Michaela Teeter, an eighth grader, noticed that educating others can really make an impact.
“We made such a big difference,” she says.
After the students’ media blitz, only two cars idled more than four minutes during the entire measurement period, and nearly all the rest were well under two minutes. “That is a huge reduction from the multiple ones idling 28, 30, even 42 minutes that we saw before,” says Shelia Armstrong, air quality outreach coordinator for the Center for the Environment.
Ryan Turney, another eighth grader at China Grove, was honored to be part of the project.
“It was so cool how we could really make a difference in our community,” he says.
Turning schools green
The NC Green Schools program is the center’s latest effort to reach out to the community. It promotes sustainability in the state’s schools from pre-kindergarten through 12th grade.
The program helps teachers connect and share ideas, offers resources and tools to help them start green initiatives and recognizes schools that meet specified goals. Wear calls the program “a good fit” for the Center.

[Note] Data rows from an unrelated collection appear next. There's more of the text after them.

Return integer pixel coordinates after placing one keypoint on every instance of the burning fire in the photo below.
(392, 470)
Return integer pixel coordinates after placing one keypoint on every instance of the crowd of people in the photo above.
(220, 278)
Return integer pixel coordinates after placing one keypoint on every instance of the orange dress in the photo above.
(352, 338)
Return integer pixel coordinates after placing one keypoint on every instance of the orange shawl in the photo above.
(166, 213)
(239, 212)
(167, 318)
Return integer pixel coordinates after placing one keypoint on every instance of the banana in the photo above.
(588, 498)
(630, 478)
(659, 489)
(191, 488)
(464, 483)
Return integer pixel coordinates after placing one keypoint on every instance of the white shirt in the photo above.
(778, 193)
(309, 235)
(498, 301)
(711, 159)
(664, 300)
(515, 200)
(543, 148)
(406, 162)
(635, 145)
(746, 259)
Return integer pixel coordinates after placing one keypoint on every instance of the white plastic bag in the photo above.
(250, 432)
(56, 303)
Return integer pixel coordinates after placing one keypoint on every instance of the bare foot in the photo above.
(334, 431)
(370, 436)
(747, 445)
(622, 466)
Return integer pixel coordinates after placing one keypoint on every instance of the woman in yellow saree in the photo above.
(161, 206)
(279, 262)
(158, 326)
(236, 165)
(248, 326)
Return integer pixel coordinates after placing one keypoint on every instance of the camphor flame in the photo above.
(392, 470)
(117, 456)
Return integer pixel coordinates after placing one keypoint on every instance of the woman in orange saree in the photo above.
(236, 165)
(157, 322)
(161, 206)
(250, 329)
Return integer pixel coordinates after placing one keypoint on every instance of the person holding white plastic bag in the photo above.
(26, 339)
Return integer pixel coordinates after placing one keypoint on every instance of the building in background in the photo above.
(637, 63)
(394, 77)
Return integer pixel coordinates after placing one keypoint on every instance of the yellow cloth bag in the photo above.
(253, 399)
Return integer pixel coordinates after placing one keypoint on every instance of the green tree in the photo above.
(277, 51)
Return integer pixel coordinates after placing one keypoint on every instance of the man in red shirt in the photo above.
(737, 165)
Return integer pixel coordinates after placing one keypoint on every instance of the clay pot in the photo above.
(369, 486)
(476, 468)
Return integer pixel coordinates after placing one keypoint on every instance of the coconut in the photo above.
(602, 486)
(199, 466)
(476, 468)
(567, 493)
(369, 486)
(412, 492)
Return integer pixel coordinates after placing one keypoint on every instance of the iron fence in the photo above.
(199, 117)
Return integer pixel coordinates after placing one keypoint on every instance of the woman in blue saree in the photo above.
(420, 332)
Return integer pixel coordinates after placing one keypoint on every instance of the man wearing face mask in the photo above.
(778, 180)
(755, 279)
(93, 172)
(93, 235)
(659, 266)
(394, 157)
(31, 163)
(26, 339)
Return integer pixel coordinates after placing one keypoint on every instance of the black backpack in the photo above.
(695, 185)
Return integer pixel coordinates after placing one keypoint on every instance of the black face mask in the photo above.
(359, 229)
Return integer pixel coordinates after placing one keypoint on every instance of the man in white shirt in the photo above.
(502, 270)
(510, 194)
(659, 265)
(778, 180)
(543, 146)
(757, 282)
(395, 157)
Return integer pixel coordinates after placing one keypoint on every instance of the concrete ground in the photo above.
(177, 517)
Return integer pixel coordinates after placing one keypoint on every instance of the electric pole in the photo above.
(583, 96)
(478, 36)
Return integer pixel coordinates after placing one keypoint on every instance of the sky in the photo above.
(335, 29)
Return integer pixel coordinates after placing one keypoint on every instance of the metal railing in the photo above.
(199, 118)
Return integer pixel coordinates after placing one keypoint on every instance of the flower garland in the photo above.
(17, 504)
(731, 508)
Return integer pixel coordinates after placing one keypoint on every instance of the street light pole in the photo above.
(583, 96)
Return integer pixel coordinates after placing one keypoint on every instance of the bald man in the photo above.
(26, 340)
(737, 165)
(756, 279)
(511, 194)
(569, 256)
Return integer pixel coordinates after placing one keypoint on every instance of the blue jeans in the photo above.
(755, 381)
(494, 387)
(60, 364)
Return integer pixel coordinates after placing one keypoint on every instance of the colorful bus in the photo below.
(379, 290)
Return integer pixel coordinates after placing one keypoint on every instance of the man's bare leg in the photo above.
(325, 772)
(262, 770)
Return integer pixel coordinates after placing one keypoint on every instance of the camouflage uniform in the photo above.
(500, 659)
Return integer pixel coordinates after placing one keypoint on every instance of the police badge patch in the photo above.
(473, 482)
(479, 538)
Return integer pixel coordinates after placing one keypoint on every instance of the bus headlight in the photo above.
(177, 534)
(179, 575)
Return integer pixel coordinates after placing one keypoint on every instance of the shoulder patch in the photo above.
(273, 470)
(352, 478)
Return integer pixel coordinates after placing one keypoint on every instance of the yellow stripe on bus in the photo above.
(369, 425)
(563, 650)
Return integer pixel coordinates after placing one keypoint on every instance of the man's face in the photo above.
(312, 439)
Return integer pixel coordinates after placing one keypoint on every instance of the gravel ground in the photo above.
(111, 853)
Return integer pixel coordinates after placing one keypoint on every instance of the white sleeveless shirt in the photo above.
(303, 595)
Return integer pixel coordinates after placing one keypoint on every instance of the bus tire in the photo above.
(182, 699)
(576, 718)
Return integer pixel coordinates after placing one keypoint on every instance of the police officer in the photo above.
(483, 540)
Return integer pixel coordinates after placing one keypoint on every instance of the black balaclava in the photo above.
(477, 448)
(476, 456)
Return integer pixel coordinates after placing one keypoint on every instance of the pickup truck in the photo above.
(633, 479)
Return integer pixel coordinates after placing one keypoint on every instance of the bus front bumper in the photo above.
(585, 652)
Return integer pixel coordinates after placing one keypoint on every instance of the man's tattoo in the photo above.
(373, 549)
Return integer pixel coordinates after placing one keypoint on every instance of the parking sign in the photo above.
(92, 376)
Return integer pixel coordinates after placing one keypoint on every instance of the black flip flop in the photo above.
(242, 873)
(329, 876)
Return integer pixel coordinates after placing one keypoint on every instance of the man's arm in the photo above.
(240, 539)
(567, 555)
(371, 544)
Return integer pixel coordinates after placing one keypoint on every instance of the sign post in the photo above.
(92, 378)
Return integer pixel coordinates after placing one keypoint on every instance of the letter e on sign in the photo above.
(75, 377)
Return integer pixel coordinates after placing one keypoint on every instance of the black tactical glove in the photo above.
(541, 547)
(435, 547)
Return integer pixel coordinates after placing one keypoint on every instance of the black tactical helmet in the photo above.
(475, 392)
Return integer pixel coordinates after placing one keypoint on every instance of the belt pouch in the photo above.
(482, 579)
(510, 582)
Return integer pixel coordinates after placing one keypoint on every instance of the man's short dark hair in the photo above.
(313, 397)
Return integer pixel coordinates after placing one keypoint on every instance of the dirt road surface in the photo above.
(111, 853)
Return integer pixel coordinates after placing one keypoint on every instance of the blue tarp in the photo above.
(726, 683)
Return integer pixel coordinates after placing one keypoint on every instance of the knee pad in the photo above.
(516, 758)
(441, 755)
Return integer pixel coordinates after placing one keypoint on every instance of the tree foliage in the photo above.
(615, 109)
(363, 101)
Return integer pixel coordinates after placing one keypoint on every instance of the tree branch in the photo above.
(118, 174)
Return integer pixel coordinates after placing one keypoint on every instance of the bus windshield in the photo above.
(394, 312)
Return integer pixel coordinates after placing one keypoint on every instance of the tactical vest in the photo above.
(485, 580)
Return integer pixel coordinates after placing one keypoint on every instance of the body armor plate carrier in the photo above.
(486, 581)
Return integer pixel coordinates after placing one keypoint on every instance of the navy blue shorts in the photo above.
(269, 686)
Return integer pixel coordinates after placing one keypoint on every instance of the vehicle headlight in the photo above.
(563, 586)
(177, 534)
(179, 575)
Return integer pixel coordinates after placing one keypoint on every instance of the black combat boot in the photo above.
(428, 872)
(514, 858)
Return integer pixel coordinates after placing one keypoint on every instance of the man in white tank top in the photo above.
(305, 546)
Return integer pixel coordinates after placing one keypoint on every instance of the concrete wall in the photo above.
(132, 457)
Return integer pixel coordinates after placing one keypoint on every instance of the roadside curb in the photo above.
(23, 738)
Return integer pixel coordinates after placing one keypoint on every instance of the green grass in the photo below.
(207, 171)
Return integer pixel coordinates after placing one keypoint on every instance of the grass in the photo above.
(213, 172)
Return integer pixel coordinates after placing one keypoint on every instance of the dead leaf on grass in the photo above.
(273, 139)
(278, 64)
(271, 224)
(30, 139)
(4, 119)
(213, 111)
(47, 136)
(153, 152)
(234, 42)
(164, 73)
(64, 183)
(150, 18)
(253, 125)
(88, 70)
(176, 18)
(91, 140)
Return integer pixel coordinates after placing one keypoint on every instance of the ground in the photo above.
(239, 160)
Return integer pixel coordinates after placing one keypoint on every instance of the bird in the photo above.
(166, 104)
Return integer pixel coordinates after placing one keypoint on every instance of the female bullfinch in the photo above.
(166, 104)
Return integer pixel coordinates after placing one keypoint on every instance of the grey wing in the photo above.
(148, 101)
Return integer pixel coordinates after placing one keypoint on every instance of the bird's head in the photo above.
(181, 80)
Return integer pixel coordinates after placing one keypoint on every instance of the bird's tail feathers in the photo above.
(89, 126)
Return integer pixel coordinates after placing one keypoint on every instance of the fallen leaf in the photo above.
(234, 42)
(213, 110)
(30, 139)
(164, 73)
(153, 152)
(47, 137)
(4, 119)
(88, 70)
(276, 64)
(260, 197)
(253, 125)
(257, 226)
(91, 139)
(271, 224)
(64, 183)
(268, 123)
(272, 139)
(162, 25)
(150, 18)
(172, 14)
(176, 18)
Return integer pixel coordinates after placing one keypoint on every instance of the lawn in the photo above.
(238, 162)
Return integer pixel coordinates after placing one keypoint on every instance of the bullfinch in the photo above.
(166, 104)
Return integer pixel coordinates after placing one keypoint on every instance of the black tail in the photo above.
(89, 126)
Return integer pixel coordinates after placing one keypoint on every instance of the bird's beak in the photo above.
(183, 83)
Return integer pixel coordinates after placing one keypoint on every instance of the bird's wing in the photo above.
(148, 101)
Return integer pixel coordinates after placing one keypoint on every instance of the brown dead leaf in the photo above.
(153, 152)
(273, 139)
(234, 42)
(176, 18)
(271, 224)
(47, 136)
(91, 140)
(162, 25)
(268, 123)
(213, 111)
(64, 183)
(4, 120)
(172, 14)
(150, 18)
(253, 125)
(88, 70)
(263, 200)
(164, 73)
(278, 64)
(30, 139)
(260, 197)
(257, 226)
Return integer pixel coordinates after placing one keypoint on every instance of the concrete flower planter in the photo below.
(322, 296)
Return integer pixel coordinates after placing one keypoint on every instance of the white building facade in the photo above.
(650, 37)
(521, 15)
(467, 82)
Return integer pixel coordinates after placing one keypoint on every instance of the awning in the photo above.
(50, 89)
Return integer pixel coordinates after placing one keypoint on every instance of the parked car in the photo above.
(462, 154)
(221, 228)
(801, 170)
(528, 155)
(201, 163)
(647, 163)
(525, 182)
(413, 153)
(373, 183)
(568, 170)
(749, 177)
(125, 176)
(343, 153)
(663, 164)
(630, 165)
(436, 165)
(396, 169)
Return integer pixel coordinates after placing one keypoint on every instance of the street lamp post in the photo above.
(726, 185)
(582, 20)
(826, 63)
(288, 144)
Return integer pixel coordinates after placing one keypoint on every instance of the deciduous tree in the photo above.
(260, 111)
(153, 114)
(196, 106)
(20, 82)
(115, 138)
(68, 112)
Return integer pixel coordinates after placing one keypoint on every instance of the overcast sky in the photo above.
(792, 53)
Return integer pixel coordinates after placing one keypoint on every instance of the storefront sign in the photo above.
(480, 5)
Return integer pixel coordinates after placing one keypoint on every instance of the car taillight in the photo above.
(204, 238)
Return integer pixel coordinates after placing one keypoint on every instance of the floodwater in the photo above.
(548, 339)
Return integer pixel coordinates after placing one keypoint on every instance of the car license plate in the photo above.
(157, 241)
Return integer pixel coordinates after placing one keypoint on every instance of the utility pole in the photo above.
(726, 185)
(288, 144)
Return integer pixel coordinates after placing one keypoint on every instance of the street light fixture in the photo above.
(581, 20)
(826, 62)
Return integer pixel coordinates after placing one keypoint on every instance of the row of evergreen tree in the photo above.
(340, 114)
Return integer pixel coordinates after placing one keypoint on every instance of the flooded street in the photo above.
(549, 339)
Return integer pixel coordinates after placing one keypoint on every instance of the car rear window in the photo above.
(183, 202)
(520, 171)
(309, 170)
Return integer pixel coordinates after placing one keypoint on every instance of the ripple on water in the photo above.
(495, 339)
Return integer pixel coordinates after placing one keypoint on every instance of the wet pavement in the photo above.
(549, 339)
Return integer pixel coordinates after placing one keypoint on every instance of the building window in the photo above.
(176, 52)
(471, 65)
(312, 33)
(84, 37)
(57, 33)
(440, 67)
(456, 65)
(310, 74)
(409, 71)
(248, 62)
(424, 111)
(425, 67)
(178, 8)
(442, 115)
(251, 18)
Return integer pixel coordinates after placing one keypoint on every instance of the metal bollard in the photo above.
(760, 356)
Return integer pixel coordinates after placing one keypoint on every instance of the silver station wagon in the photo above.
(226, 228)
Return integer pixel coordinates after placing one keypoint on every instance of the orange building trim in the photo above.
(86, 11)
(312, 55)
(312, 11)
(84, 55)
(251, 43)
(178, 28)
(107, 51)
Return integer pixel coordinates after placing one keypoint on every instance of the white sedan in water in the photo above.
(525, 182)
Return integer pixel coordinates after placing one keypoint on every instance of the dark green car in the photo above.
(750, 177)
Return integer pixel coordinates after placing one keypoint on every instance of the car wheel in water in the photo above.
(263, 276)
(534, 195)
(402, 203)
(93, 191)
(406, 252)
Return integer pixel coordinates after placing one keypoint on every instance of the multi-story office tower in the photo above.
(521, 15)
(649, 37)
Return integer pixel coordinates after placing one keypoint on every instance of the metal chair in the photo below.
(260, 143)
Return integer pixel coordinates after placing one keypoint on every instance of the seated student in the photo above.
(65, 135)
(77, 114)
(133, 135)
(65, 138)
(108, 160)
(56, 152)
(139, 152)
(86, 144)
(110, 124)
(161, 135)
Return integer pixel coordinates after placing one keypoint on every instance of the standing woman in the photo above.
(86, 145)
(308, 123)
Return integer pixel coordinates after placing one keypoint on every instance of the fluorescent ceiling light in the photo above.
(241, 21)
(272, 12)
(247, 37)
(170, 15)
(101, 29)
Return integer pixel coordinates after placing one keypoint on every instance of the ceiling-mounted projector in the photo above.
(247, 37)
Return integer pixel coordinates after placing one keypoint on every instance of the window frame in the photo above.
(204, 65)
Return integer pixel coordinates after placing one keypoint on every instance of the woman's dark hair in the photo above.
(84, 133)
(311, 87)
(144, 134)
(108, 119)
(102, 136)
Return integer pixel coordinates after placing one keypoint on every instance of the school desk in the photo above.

“It’s a need we can fill, “he says, “and it’s also a value-added educational opportunity for our students. They can work as interns and engage in the program in other ways, helping to influence younger children to become good stewards of the environment.”
Service to last a lifetime
Nearly every endeavor the Center for the Environment undertakes has the potential to involve students in service projects.
“Whether we are helping the campus community or the community at large,” Wear says, “we are creating opportunities for our students.”
“Mentoring students—giving them opportunities to work on environmental issues, to increase their knowledge and refine their leadership skills—is incredibly important,” he adds. “It establishes a pattern of service they will carry with them for the rest of their lives.”
Catawba College and its Center for the Environment couldn’t be better representatives of the Sullivan ideal of service before self, and their efforts on behalf of the environment will continue to reap rewards for generations as students continue to grow and develop.
This article was adapted from an article by Juanita Teschner, director of communications for Catawba College’s Center for the Environment.